Dear George. But a little dull. The park had looked so beautiful and the Mall … the dear Mall. Half a mile of beautiful trees, planted in even rows on either side of the broad gravel path. The talented French gardener Le Notre had made it for Uncle Charles and after that the aviary of Birdcage Walk. And then the Palace with its battlements and towers which Henry VIII had ordered Holbein to design; it was built, Anne’s father used to tell her, on the site where once had stood a hospital for maiden lepers.
Maiden lepers! Anne shivered; and some of those poor people who had cheered her on her way had been diseased, she had noticed.
That was why she was thinking as she lay back in her chair, her eyes closed, that she would like to bring prosperity and better living conditions to her subjects. What a pleasure it had been to entertain that bodice-maker and his wife! How grateful they had been! The woman—who talked more than the man—had said that the happiest moment of her life had been when the Queen had taken the watch from her side and presented it to her. The watch! Not the title she had gained! Not the fine clothes she had worn! “Every time I touch it I say to myself: My hands are where the Queen’s have been. And I feel some goodness comes to me and I’m proud and happy to wear something which Your Majesty has touched.”
Well, the heirs of St. Edward the Confessor were said to have a healing touch. And was she not in the direct line of Kings? Some sovereigns had practised the healing touch. Henry III was one. Edward I and II were others; and it was Edward III whose alchymist Raymond Lully actually made gold for him. On the coins he made were impressed the
figures of angels and these coins were supposed to have a healing power and if they were bound on the arms of those who suffered from scrofula by royal hands the patients were said to be healed. Scrofula had become known as the King’s Evil, and this practice which ensured the popularity of sovereigns, was known as touching for the King’s Evil.
To have sufferers brought to her that she might cure them was a blessing Anne could bestow on her subjects.
“George,” she said, “I have decided that I will bring back the custom of touching for the King’s Evil.”
“Eh?” mumbled George.
She looked at him in tender exasperation.
“Oh George, George, you sleep your life away. Hill! Come here, Hill.”
Hill came at once. She always did. Vaguely Anne wondered where she secreted herself so that she was always within earshot.
“Ah, Hill, there you are. I have made a decision.

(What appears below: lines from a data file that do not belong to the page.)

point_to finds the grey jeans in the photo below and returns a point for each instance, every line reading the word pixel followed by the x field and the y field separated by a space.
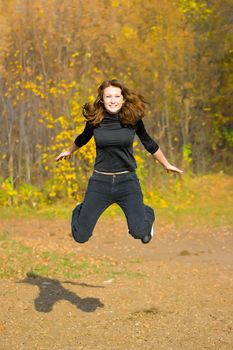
pixel 104 190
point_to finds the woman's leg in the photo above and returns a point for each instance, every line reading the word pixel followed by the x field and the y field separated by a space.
pixel 140 217
pixel 86 214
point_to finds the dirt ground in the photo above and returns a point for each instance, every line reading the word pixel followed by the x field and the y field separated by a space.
pixel 177 292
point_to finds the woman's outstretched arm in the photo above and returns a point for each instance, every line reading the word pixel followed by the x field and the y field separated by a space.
pixel 67 153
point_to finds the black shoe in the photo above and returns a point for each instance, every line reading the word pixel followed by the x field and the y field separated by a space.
pixel 147 238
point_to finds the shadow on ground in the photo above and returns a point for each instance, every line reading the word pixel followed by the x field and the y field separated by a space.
pixel 51 291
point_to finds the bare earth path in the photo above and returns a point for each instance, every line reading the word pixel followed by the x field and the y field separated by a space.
pixel 175 293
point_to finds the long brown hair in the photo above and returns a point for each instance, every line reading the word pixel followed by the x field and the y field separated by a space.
pixel 132 110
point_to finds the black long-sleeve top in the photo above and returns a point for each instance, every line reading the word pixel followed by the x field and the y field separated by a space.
pixel 114 143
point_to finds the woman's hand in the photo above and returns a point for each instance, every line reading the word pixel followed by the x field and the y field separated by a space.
pixel 65 154
pixel 173 169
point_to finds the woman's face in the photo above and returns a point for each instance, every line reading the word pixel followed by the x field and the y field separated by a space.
pixel 112 99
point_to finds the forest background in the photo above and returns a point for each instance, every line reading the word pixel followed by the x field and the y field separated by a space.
pixel 53 55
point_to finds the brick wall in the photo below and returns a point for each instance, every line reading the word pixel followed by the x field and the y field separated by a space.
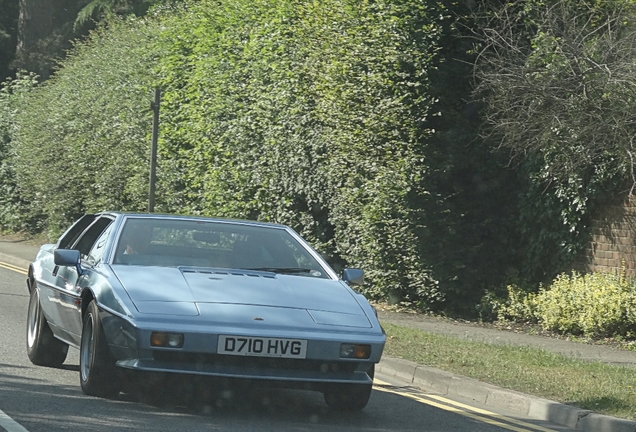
pixel 613 240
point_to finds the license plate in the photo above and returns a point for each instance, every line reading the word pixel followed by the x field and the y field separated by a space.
pixel 262 347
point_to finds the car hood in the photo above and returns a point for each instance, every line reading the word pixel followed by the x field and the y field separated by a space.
pixel 183 291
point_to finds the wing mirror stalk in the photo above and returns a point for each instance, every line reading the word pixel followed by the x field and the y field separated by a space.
pixel 68 258
pixel 353 276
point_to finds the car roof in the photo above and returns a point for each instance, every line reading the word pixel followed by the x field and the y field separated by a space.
pixel 126 215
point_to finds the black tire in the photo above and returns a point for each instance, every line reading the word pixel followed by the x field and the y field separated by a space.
pixel 43 348
pixel 98 373
pixel 349 397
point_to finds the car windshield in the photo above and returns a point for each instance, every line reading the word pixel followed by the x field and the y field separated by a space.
pixel 180 242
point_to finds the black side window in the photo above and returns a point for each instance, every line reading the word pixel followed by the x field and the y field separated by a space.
pixel 70 236
pixel 96 254
pixel 88 239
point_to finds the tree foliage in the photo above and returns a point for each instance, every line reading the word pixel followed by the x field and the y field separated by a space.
pixel 311 114
pixel 556 78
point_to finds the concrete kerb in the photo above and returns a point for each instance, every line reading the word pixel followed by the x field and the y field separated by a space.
pixel 448 384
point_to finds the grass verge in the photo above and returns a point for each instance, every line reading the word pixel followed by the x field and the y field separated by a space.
pixel 602 388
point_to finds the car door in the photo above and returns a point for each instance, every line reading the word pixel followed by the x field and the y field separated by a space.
pixel 48 275
pixel 69 284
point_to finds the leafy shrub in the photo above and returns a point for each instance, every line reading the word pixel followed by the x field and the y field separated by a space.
pixel 595 304
pixel 12 205
pixel 82 142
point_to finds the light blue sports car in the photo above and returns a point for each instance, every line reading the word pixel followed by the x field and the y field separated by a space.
pixel 200 296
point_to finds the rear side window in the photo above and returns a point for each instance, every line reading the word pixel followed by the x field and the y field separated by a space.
pixel 71 235
pixel 90 236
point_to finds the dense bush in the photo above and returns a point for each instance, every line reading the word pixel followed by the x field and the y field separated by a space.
pixel 12 205
pixel 595 304
pixel 310 114
pixel 306 113
pixel 350 121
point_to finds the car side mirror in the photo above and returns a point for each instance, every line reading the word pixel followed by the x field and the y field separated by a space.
pixel 67 258
pixel 353 276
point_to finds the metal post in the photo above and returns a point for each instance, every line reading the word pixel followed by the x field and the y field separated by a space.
pixel 153 151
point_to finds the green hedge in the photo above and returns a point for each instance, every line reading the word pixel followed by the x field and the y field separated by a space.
pixel 595 304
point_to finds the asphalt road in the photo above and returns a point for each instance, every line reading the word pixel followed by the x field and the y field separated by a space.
pixel 35 398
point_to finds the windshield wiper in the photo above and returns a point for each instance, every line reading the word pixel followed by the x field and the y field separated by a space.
pixel 282 270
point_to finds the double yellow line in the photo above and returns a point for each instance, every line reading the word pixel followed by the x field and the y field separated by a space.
pixel 13 268
pixel 461 409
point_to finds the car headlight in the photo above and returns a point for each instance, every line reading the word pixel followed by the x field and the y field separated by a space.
pixel 166 340
pixel 360 351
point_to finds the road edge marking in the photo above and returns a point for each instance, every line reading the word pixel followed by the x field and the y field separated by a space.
pixel 459 408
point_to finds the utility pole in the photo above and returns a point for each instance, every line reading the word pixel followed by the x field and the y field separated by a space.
pixel 153 151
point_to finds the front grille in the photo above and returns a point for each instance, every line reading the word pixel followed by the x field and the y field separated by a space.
pixel 259 363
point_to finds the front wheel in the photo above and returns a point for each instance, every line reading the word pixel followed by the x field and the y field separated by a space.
pixel 98 373
pixel 43 348
pixel 349 397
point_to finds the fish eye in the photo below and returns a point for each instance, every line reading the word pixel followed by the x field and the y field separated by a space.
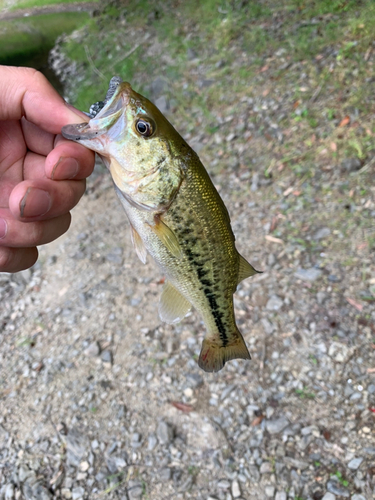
pixel 145 127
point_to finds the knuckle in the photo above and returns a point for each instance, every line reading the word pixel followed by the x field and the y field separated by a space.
pixel 6 257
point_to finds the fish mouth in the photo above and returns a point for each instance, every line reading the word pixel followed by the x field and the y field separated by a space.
pixel 103 114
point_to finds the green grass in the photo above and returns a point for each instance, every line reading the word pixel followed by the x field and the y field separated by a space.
pixel 25 38
pixel 27 4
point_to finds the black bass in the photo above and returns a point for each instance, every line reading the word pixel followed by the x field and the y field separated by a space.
pixel 175 214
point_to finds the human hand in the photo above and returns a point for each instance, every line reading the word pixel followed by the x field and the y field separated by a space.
pixel 42 175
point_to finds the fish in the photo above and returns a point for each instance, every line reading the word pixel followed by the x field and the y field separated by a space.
pixel 176 215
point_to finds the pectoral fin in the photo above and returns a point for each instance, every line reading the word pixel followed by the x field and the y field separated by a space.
pixel 139 245
pixel 167 236
pixel 245 270
pixel 172 306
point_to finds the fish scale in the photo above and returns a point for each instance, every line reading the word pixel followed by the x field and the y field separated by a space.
pixel 176 215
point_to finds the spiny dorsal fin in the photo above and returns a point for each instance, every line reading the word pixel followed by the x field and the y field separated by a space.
pixel 172 306
pixel 245 270
pixel 138 245
pixel 167 236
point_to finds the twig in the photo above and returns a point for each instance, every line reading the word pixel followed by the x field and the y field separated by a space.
pixel 316 93
pixel 366 167
pixel 95 69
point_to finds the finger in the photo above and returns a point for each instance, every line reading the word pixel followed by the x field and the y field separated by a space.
pixel 43 199
pixel 33 166
pixel 37 140
pixel 17 234
pixel 13 260
pixel 12 149
pixel 69 160
pixel 26 92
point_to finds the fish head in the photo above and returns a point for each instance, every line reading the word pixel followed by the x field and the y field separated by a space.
pixel 137 143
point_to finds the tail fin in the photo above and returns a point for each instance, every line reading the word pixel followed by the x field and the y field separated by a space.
pixel 213 356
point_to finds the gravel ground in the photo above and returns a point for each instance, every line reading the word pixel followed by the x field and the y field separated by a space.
pixel 101 400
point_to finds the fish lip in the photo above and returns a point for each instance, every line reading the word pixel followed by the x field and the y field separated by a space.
pixel 107 116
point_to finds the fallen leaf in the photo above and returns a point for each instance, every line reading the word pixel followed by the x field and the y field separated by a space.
pixel 288 191
pixel 257 420
pixel 355 304
pixel 326 435
pixel 345 121
pixel 182 406
pixel 363 245
pixel 273 224
pixel 273 239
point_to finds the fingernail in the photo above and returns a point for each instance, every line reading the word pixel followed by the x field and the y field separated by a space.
pixel 3 228
pixel 77 112
pixel 65 168
pixel 36 202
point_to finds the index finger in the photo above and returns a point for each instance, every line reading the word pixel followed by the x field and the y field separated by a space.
pixel 26 92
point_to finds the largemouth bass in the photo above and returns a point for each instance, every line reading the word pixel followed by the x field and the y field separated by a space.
pixel 175 214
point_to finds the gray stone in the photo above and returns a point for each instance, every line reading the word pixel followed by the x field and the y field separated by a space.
pixel 274 303
pixel 254 473
pixel 269 491
pixel 224 484
pixel 267 325
pixel 164 432
pixel 297 464
pixel 322 233
pixel 165 474
pixel 329 496
pixel 351 164
pixel 107 357
pixel 355 463
pixel 310 274
pixel 277 425
pixel 92 350
pixel 9 492
pixel 236 492
pixel 78 493
pixel 194 380
pixel 152 442
pixel 135 489
pixel 266 468
pixel 336 488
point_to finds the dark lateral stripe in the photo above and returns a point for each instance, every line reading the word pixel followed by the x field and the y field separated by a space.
pixel 207 284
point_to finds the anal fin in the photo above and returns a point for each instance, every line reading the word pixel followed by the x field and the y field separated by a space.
pixel 245 270
pixel 167 236
pixel 213 356
pixel 173 306
pixel 138 245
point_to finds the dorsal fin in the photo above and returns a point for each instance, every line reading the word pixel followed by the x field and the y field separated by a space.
pixel 245 270
pixel 172 305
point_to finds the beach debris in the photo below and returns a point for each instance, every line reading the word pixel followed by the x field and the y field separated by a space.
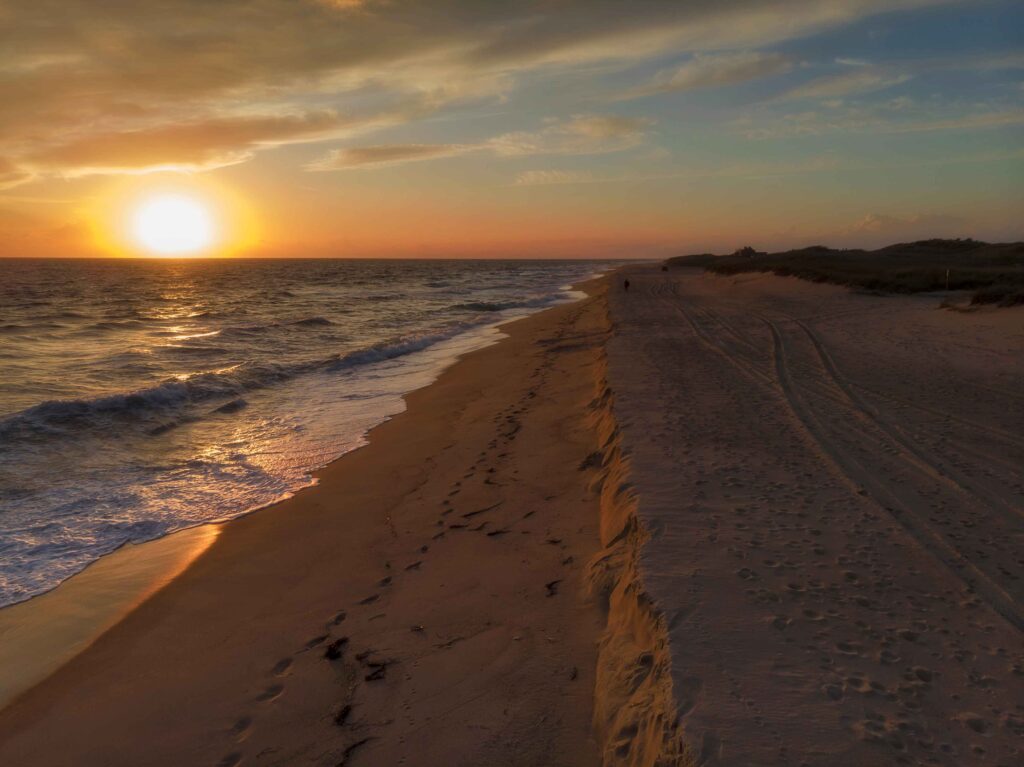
pixel 346 755
pixel 481 511
pixel 343 714
pixel 379 670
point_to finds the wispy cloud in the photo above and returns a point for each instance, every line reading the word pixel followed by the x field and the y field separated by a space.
pixel 195 145
pixel 383 155
pixel 715 70
pixel 552 177
pixel 581 134
pixel 836 86
pixel 145 75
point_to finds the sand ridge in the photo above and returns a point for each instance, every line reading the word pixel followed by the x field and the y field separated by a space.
pixel 426 603
pixel 830 486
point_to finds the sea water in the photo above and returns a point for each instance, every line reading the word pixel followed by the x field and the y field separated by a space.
pixel 142 396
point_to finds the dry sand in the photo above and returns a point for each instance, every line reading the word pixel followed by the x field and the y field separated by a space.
pixel 425 604
pixel 751 521
pixel 830 487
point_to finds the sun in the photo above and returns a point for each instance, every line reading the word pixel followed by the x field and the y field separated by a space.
pixel 173 224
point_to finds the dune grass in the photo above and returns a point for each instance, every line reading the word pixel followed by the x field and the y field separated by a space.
pixel 995 272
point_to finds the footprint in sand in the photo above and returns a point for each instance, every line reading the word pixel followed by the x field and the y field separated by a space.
pixel 336 648
pixel 241 728
pixel 281 668
pixel 270 693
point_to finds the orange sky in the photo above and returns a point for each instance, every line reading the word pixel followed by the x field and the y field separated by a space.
pixel 458 128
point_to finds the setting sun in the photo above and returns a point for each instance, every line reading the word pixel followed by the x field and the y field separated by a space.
pixel 173 224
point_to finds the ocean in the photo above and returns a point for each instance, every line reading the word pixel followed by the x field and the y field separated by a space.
pixel 138 397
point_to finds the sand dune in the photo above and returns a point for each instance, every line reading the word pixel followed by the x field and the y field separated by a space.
pixel 832 489
pixel 426 604
pixel 713 520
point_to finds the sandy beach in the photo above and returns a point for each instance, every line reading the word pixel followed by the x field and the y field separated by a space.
pixel 711 520
pixel 426 603
pixel 830 486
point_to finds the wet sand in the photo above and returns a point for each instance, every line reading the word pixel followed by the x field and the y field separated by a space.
pixel 711 521
pixel 426 603
pixel 830 485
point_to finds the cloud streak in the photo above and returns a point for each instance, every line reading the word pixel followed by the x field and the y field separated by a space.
pixel 147 76
pixel 581 134
pixel 715 70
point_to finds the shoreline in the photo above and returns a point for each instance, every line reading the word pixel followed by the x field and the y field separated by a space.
pixel 92 600
pixel 28 713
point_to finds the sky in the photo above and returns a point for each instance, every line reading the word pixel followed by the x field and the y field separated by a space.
pixel 540 128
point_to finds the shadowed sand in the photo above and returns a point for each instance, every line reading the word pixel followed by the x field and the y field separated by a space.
pixel 830 491
pixel 711 521
pixel 426 603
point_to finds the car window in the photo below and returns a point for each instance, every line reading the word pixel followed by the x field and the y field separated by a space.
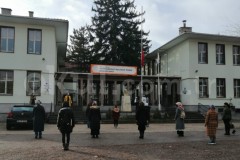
pixel 27 109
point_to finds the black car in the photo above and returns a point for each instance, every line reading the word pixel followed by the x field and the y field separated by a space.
pixel 20 116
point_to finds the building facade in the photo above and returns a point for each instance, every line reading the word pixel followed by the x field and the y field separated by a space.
pixel 208 65
pixel 31 51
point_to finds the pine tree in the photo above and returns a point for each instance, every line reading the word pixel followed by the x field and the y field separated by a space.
pixel 117 30
pixel 79 52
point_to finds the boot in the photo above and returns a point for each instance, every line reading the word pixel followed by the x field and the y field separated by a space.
pixel 66 147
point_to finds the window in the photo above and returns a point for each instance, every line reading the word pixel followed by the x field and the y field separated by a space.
pixel 33 83
pixel 221 88
pixel 220 54
pixel 202 53
pixel 34 41
pixel 236 55
pixel 7 39
pixel 6 82
pixel 203 87
pixel 236 83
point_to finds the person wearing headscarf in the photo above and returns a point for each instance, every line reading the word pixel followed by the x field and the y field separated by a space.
pixel 94 118
pixel 227 117
pixel 65 123
pixel 141 119
pixel 38 119
pixel 211 124
pixel 179 120
pixel 115 115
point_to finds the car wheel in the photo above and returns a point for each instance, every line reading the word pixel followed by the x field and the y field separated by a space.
pixel 8 127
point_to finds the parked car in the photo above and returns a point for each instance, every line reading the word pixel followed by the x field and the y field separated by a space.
pixel 20 116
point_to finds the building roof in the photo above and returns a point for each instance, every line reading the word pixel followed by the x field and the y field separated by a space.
pixel 191 35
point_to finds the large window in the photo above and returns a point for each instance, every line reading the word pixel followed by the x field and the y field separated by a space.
pixel 202 53
pixel 236 55
pixel 221 88
pixel 236 83
pixel 6 82
pixel 33 83
pixel 7 39
pixel 203 87
pixel 34 41
pixel 220 54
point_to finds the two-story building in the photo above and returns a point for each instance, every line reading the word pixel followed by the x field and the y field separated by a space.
pixel 208 65
pixel 31 51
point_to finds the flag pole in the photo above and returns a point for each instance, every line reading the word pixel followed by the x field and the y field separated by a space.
pixel 141 54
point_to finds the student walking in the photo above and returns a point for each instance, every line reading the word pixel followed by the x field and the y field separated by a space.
pixel 65 123
pixel 227 117
pixel 141 119
pixel 211 123
pixel 115 115
pixel 38 119
pixel 94 117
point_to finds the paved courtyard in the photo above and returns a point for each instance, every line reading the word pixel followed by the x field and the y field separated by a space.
pixel 160 142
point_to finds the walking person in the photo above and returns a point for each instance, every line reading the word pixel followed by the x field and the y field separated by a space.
pixel 65 123
pixel 227 117
pixel 94 118
pixel 211 123
pixel 179 119
pixel 141 119
pixel 38 119
pixel 115 115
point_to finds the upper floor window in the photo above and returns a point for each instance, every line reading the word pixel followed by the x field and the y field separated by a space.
pixel 221 88
pixel 7 39
pixel 6 82
pixel 34 41
pixel 203 87
pixel 202 53
pixel 236 83
pixel 220 54
pixel 33 83
pixel 236 55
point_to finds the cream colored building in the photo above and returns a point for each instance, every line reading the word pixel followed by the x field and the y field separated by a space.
pixel 31 50
pixel 208 65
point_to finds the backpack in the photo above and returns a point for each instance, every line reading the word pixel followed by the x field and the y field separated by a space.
pixel 182 115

I was so moved by the sight of some of my subjects this morning … so many of them poor and ill … that I have decided to bring back the custom of touching for the King’s Evil. Why, Hill, if I can bring some of those poor people back to health I should be most happy. And it is a duty.”
“Your Majesty is so good.”
“I intend to do all I can for my people, Hill.”
Hill merely nodded and turned away as though she was afraid of betraying how moved she was.
“Now, Hill, I want you to write a letter for me. My hands are troubling me today. I want you to write to Lord Godolphin. I will sign it. Tell him of my decision. Now what shall we say. ‘This is our will and pleasure.…’ ”
“Our will and pleasure …” wrote Abigail.
Anne smiled at the head bent over the paper. Small, and meek. Dear Hill, she never argued; she never attempted to advise.
What a comfort she was! And how peaceful it was living with such a creature in close attendance.
Anne was seated in the Banqueting Hall in St. James’s Palace. About her chair were the officials and her chaplains. The sick and the infirm were crowding into the hall and they gazed at her with adoration. She felt happier than she had since the death of her son.